Four years after Ottawa supposedly closed off a complex legal 
loophole that effectively rendered the law unenforceable, an Ontario 
Court judge agreed Friday that the law governing pot possession in 
Canada was unconstitutional.

The Liberal government's decision in 2003 to allow eligible patients 
access to marijuana for medicinal reasons was made by an informal 
policy statement and never changed the existing statutes or 
regulations, Lawyer Bryan McAllister argued.

"It is a departmental policy that can be changed at whim, or even 
ignored," McAllister said in an interview.

"An aggrieved party cannot go to court to seek enforcement of a 
government policy."

Without a clause that makes an exception for medicinal marijuana 
users, "the policy is not enshrined in law, it has no value, and the 
law as it stands is unconstitutional," McAllister said.

Ontario Court Justice Howard Borenstein agreed and dropped the 
charges against Clifford Lond, 29, a Toronto resident who was charged 
with possessing 3.5 grams of pot. Borenstein said he would wait two 
weeks to make a formal ruling, giving public prosecutors time to file 
an appeal.

Eric Nash, who has testified as an expert witness in a number of 
cannabis cases across Canada, said the number of cases he has been 
involved in has "tripled" in recent months.

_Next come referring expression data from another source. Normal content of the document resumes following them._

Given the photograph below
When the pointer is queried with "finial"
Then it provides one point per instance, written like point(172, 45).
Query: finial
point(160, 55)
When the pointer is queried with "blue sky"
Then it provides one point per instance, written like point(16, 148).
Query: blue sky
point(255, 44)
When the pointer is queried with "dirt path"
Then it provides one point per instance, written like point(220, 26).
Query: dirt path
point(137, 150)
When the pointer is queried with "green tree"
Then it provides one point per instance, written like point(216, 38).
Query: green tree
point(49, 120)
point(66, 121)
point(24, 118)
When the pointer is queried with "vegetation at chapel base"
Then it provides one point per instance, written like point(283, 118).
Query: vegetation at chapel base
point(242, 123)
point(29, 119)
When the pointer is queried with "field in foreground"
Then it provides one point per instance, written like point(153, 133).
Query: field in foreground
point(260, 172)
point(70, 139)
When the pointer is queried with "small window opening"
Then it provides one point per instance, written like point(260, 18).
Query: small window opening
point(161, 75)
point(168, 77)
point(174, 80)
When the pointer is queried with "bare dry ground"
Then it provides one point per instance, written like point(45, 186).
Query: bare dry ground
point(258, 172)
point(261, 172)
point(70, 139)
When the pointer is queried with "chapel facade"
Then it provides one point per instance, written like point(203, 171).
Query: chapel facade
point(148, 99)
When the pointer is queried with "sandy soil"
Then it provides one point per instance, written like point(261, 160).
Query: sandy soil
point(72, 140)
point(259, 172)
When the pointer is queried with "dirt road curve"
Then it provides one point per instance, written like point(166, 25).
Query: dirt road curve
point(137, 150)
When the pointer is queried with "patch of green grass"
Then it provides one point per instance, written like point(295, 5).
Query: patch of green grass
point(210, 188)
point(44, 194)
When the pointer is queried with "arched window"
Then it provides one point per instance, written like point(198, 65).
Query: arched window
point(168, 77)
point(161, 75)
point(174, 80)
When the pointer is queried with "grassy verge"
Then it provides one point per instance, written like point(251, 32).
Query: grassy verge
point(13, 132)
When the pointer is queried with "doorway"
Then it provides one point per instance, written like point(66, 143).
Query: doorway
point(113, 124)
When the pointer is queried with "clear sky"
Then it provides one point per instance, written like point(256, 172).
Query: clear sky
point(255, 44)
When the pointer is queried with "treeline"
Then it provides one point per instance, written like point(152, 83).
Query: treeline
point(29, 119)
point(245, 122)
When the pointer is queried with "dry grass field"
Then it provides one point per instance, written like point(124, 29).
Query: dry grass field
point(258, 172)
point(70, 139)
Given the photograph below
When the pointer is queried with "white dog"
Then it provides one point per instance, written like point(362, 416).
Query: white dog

"All of the sudden there seems to be a huge increase in the number of 
marijuana possession cases going to court," Nash said.

That's because the number of people arrested for smoking pot rose 
dramatically in several Canadian cities last year after the 
Conservatives took office and killed Liberal legislation to 
decriminalize small amounts of marijuana.

Preliminary figures suggested the number of arrests jumped by more 
than one-third in several Canadian cities; Toronto, Vancouver, Ottawa 
and Halifax all reported increases of between 20 and 50 per cent in 2006.